Les audiences pour décider si Adnan Syed, objet du documentaire en baladodiffusion Serial, pourra obtenir un nouveau procès s'est attardé, mercredi, sur le refus de son avocate, à l'époque, d'appeler à la barre un témoin-clé.

Adnan Syed, aujourd'hui âgé de 35 ans, a été reconnu coupable, à 19 ans, de l'assassinat de sa petite amie, Hae Min Lee, en 1999. Il purge une peine d'emprisonnement à vie. À la suite de la diffusion du documentaire radio Serial, Syed tente depuis mercredi d'obtenir de la Cour d'appel de l'État un nouveau procès. Les audiences devraient durer trois jours, à Baltimore.

L'avocat de l'inculpé, Justin Brown, a plaidé mercredi que l'ancienne avocate de son client, Cristina Gutierrez - aujourd'hui décédée -, avait commis une grave erreur en n'appelant pas à la barre Asia McClain, qui soutenait pourtant avoir vu Adnan Syed dans une bibliothèque au moment où le meurtre aurait été commis.

Mais le procureur Thiru Vignarajah a affirmé qu'il avait des raisons de croire que la jeune fille n'était pas digne de confiance. M. Vignarajah, du bureau du procureur général du Maryland, a fait valoir que Me Gutierrez était dévouée et efficace, et que Syed n'avait pas été condamné à cause de l'incompétence de son avocate mais bien parce qu'il était coupable. Il a ajouté que la décision de Cristina Gutierrez de ne pas recourir au témoignage de Mme McClain a peut-être été la plus sage - en tout cas elle était certainement acceptable.

La défense a toutefois fait le lien entre cette décision et les problèmes personnels éprouvés à l'époque par Me Gutierrez, qui a plus tard perdu le droit d'exercer sa profession. Me Brown a évoqué la santé déclinante et les soucis familiaux de l'avocate, disant que cette situation avait fait en sorte qu'elle avait laissé passer la preuve la plus importante du dossier: le témoin qui pouvait fournir un alibi à Adnan Syed.

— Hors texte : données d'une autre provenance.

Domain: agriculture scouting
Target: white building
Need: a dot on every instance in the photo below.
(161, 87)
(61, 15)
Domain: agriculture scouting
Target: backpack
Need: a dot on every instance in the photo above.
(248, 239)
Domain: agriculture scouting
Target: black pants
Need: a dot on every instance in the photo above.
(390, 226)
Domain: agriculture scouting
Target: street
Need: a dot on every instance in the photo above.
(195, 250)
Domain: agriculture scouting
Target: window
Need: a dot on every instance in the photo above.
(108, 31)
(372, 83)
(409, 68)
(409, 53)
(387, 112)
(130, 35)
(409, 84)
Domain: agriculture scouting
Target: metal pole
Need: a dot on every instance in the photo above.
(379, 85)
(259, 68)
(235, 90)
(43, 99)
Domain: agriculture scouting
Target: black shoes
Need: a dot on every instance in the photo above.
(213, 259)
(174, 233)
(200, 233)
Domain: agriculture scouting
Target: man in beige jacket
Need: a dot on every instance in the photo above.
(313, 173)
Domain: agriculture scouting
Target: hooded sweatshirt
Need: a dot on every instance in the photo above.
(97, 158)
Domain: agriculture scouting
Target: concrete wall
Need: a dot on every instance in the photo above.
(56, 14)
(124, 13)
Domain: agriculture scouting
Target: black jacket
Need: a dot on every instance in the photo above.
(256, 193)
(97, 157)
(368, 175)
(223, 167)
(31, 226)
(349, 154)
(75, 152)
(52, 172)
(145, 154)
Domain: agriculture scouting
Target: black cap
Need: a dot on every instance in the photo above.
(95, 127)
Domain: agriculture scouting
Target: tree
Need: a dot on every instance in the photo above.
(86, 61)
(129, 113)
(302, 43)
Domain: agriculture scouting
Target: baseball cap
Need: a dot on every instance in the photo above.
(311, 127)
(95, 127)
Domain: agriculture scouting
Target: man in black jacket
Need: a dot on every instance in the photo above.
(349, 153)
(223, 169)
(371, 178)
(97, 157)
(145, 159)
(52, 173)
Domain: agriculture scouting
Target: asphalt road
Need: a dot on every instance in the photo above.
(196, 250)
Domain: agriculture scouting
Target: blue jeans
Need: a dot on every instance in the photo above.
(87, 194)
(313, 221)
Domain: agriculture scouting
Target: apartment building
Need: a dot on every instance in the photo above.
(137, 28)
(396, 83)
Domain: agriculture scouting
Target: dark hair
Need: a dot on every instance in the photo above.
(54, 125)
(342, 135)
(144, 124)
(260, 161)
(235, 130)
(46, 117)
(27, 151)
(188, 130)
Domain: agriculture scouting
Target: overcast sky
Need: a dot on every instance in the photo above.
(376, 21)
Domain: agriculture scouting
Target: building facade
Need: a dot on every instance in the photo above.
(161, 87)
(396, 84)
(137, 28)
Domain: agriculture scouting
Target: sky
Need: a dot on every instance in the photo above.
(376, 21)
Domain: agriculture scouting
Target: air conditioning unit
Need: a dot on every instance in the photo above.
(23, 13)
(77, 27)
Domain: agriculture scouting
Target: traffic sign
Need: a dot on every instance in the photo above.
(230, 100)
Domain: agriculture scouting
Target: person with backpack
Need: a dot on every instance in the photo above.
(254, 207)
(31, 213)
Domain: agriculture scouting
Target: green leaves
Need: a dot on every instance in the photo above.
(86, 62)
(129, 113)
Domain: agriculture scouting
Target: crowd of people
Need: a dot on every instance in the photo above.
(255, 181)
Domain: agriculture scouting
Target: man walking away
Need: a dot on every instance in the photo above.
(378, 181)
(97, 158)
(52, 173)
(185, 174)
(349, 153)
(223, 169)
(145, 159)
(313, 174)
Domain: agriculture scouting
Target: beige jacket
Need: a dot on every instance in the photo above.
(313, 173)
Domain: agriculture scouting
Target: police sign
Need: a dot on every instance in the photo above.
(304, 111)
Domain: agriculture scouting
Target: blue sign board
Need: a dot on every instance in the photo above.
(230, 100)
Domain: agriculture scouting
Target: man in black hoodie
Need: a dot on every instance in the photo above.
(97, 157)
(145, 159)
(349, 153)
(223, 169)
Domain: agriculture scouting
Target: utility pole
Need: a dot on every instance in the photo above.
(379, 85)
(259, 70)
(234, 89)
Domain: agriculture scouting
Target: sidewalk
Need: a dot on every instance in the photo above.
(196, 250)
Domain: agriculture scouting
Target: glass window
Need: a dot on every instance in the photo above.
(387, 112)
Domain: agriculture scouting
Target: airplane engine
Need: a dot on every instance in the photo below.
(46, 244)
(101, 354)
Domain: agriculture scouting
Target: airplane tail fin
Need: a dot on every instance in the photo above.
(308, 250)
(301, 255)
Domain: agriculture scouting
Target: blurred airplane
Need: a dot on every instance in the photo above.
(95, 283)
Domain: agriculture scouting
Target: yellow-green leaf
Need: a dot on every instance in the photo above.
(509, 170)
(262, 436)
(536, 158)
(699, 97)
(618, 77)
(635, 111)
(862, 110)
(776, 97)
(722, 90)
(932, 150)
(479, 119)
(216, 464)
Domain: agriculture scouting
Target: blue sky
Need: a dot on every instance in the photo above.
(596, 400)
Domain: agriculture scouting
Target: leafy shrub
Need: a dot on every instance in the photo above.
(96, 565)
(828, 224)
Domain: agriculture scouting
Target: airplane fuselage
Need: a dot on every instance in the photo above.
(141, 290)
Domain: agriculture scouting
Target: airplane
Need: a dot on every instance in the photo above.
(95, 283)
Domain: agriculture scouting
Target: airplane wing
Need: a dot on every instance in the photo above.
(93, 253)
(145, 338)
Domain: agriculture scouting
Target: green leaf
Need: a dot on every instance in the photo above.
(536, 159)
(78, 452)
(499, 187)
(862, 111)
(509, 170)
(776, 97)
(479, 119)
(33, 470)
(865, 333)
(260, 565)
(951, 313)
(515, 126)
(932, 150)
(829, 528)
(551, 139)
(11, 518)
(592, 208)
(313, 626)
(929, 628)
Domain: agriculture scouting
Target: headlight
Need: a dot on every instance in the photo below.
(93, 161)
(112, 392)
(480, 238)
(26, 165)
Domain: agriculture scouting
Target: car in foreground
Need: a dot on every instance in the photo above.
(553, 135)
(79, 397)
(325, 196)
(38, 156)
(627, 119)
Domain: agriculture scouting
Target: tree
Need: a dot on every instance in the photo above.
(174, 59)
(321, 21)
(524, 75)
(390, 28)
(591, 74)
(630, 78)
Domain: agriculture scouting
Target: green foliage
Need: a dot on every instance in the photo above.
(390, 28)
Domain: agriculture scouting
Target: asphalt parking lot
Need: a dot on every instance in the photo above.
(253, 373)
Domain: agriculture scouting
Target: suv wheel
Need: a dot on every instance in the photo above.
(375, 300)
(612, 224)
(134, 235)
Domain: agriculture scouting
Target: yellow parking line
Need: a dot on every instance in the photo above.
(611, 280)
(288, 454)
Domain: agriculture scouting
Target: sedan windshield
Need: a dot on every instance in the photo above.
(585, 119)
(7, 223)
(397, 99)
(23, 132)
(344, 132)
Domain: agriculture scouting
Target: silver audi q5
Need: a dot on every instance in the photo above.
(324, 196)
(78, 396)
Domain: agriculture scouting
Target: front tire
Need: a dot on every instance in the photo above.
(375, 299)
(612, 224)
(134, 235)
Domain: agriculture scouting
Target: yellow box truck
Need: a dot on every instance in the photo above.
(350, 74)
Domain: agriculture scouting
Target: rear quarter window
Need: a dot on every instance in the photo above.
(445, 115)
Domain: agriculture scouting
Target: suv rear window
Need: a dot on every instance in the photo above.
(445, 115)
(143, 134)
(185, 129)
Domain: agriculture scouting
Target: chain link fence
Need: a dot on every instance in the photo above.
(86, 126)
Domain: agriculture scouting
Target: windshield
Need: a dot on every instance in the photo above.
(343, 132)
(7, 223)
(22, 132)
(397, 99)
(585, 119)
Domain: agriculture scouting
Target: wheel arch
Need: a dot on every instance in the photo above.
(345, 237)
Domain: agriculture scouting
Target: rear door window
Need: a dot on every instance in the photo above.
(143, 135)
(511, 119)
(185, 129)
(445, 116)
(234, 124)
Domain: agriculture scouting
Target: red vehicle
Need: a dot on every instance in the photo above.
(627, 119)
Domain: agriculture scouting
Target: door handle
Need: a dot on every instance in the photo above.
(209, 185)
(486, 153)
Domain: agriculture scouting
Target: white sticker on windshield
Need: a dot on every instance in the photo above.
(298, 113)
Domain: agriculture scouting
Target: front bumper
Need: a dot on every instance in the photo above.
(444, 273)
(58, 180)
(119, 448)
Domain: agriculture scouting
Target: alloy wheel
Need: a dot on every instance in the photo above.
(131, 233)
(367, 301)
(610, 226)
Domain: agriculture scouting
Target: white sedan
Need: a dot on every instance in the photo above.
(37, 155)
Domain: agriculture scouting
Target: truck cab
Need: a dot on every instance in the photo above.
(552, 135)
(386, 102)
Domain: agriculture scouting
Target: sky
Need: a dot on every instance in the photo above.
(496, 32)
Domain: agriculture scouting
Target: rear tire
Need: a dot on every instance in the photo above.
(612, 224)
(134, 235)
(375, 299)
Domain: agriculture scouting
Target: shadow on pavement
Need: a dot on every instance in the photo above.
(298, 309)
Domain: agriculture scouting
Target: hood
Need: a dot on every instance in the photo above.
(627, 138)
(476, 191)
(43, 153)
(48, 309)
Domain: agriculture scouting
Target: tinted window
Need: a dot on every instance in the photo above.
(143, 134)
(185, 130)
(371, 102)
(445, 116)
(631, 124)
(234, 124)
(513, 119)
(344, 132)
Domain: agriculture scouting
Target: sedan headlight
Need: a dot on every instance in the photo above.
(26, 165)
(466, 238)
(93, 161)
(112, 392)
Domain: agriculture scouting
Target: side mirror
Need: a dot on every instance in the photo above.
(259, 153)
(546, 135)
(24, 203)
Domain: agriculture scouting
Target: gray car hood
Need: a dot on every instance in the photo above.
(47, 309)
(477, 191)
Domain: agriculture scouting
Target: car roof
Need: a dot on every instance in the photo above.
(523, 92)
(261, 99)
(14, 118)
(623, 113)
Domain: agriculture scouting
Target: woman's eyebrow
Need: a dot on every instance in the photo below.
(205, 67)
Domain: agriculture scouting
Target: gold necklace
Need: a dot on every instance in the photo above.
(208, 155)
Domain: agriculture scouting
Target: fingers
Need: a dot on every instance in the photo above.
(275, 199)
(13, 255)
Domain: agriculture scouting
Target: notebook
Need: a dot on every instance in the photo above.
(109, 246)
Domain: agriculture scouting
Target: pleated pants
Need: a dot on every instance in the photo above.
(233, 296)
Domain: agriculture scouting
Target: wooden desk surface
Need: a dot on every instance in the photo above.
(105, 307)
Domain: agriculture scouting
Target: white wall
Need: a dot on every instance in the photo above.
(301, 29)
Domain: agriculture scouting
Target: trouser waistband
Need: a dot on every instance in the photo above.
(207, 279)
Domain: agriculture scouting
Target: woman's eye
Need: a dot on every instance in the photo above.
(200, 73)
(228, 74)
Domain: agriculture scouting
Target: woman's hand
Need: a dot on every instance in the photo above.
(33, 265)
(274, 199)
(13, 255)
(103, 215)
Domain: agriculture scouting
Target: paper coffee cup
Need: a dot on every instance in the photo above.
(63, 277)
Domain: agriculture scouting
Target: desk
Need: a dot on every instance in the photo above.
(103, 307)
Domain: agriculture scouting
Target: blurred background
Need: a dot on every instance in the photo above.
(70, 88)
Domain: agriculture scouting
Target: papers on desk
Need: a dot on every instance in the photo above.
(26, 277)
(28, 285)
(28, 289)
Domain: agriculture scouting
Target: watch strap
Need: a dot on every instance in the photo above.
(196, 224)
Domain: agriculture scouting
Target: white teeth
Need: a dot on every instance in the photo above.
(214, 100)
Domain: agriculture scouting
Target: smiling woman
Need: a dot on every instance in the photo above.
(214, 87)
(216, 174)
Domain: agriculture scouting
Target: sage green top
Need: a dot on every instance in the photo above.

Témoignant elle-même mercredi, Asia McClain, devenue depuis Asia Chapman, a soutenu qu'elle avait été induite en erreur sur l'importance de son témoignage, en 2010, par un procureur de l'époque, à qui elle parlait au téléphone. Ce procureur, Kevin Urick, aurait ensuite donné une version fausse de ces conversations, disant au tribunal que Mme McClain avait admis que son crucial témoignage était faux. Or, elle a soutenu mercredi qu'elle n'avait jamais fait un tel aveu.

L'affaire Syed était classée depuis des années lorsque la réalisatrice Sarah Koenig, une ancienne journaliste du Baltimore Sun, a commencé à s'y intéresser en 2014 dans le cadre d'une émission en baladodiffusion hebdomadaire, attirant des millions d'auditeurs chaque semaine à l'antenne d'une radio publique américaine.

Mme Koenig a soulevé des questions concernant le caractère équitable du procès de Syed et a découvert de nouvelles preuves qui ont contribué à ce que la Cour d'appel du Maryland entende la requête pour ordonner un nouveau procès.